Fabrice Hadjadj inaugure une série d’articles hebdomadaire pour le quotidien italien Avvenire , publiée chaque dimanche sous le nom de Ultime natizie dell’Uomo, c’est-à-dire Dernières nouvelles de l’Homme. La revue Limite vous fait partager chaque lundi sa version originale.

Pour l’heure, la grande majorité de mes lecteurs appartiennent encore à l’espèce humaine. Il n’est toutefois pas certain que cela dure très longtemps. Non que je pense un jour avoir un lectorat essentiellement composé de singes ou de flamants roses – ce qui serait une sorte de consécration… Le problème est plutôt que les textes sont de plus en plus réduits à de « l’information » traitée par des machines. J’ai pu récemment lire ce gros titre à la une d’un journal : « La voiture sans conducteur, c’est pour bientôt. » Mais le nec plus ultra de la technologie, sans aucun doute, sera de produire un journal sans lecteur : l’info sera automatiquement transférée dans nos cerveaux, sans s’encombrer de tout ce qu’implique une vraie lecture, à savoir le sens du rythme, de la pensée, de la poésie, enfin de l’inexploitable… Voilà pourquoi je commence aujourd’hui cette chronique : pour annoncer ta disparition, ô lecteur, pour te donner les dernières nouvelles de l’homme.

Il faut d’emblée avouer que d’une certaine manière le journalisme s’est toujours développé dans la perspective de cette disparition. Chesterton en fait le constat : « La grande faiblesse du journalisme en tant que peinture de notre existence moderne, c’est qu’il doit être une peinture entièrement faite d’exceptions. Nous annonçons sur de brillantes affiches qu’un homme est tombé d’un échafaudage. Nous n’annonçons pas sur de brillantes affiches qu’un homme n’est pas tombé d’un échafaudage. Et pourtant ce dernier fait est foncièrement plus palpitant, puisqu’il indique qu’une tour vivante, pleine de terreur et de mystère – un homme – se tient encore debout sur la terre. Que l’homme ne soit pas tombé de l’échafaudage est réellement plus sensationnel ; et c’est aussi mille fois plus banal. Mais on ne peut raisonnablement attendre du journalisme qu’il insiste de la sorte sur les permanents miracles.

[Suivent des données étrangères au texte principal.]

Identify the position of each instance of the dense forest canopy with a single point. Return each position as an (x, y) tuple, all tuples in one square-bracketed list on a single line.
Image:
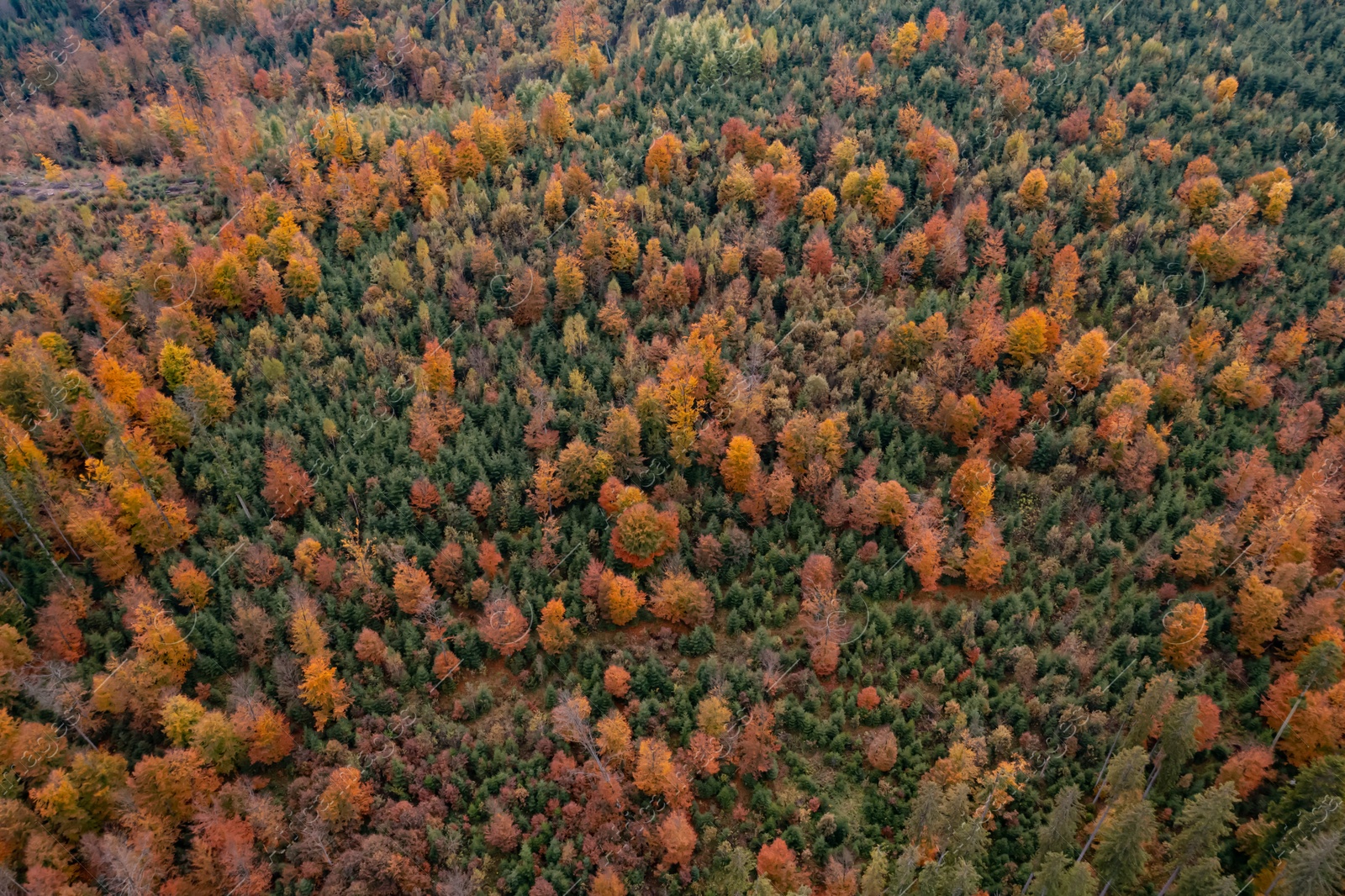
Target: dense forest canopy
[(602, 447)]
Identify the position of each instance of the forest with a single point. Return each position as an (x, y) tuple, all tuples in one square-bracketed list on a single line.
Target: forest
[(683, 447)]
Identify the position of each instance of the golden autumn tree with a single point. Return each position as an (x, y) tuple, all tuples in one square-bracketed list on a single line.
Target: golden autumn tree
[(740, 465), (346, 799), (1257, 615), (556, 633), (1184, 634), (323, 692)]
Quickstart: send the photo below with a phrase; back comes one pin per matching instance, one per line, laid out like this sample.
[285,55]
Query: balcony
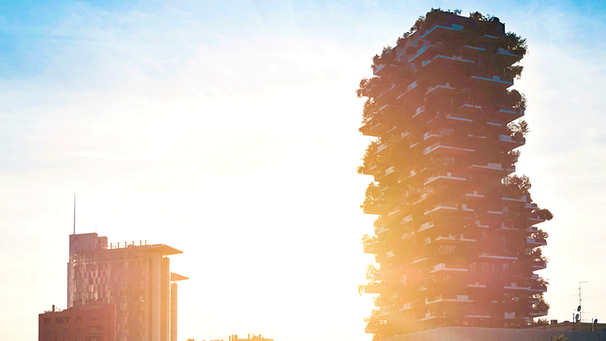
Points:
[417,260]
[440,89]
[480,50]
[457,119]
[371,330]
[475,195]
[444,147]
[409,90]
[469,108]
[539,265]
[381,229]
[530,206]
[431,316]
[444,62]
[521,199]
[538,313]
[394,211]
[382,69]
[508,114]
[387,172]
[419,111]
[442,31]
[374,288]
[421,51]
[479,224]
[406,306]
[374,208]
[385,106]
[432,134]
[442,208]
[454,238]
[536,242]
[423,198]
[508,56]
[373,129]
[388,93]
[495,257]
[491,167]
[425,226]
[514,286]
[406,219]
[495,81]
[510,142]
[451,268]
[459,298]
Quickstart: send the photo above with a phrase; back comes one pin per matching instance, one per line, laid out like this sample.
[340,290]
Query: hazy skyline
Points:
[228,130]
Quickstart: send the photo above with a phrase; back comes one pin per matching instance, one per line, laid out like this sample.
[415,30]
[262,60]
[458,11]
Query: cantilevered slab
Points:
[165,250]
[176,277]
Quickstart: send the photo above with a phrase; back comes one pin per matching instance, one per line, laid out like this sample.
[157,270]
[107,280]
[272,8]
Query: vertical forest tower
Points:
[455,239]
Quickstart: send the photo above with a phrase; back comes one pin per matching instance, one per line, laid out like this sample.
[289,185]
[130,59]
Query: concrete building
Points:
[455,240]
[95,322]
[254,337]
[500,334]
[134,276]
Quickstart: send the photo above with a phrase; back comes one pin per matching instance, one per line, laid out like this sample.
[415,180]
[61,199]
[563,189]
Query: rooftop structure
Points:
[455,242]
[134,276]
[91,322]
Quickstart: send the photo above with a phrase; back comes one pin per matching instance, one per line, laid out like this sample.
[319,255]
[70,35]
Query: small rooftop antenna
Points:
[579,316]
[74,213]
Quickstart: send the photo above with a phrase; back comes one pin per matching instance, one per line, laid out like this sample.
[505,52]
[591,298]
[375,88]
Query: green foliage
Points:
[370,111]
[544,213]
[519,129]
[372,274]
[514,99]
[373,195]
[516,185]
[514,44]
[513,71]
[368,240]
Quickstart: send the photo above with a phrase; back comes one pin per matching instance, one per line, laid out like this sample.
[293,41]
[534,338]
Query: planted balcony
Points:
[469,108]
[372,129]
[494,81]
[442,32]
[508,57]
[411,90]
[423,49]
[446,147]
[491,167]
[444,267]
[510,142]
[440,62]
[534,242]
[509,114]
[440,90]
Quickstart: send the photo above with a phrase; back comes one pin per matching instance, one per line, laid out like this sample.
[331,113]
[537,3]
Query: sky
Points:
[228,130]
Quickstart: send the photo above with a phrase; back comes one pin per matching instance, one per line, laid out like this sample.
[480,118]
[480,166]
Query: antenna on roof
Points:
[74,213]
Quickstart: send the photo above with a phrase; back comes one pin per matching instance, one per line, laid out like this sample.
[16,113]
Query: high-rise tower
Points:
[455,240]
[134,276]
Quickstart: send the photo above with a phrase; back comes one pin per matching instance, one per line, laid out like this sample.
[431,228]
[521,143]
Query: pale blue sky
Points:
[229,130]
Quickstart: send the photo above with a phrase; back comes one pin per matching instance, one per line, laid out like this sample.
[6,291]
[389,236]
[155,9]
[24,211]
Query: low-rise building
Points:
[96,322]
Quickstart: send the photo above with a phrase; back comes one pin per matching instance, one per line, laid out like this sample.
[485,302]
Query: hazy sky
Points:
[228,130]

Telle est bien la grande faiblesse d’un « quotidien » : il passe à côté du quotidien. Tel est le point aveugle du journal : il ignore la simple lumière du jour. Il ne chantera pas le fait que le soleil s’est levé ce matin, qu’il y a des arbres qui s’ouvrent comme des mains tendues vers le ciel, qu’il y a des oiseaux qui ont une forme de croix quand ils volent, et des chiens qui suivent des hommes dont on n’aurait jamais pu imaginer qu’ils puissent être des maîtres… Il ne s’émerveille pas que cet homme respire, que cet autre digère une escalope, qu’un autre encore soit capable de voir toutes les couleurs de la robe de sa femme ou de marcher dans la rue en tenant la main de son enfant. Enfin, à moins que vous ne soyez d’une famille princière, il ne proposera jamais un article racontant que vous êtes tombé amoureux ou que votre fils est né – alors que c’est là l’événement des événements… Loin des « permanents miracles », le bon journaliste vise le scoop, c’est-à-dire la catastrophe ou l’innovation. Si vous avez été massacré par des terroristes, vous devenez soudain très intéressant. Et si vous n’êtes plus un homme mais un cyborg, vous aurez votre interview en première page.

C’est pourquoi « la voiture sans conducteur » fait la une d’un journal sans papier qui réalisera bientôt la performance d’être sans lecteurs. Il faut des news, et donc des choses nouvelles, mais ces choses nouvelles nous font perdre de vue ce qui est là, offert. Leur innovation se veut démonstration de puissance, mais elle se fonde en vérité sur l’impuissance à s’émerveiller, et conduit ainsi à l’effacement de l’humain au profit du trans, du post ou de l’inhumain… Nous essaierons ici de faire autre chose. Nous parlerons de l’humain, pour le peu qui lui reste.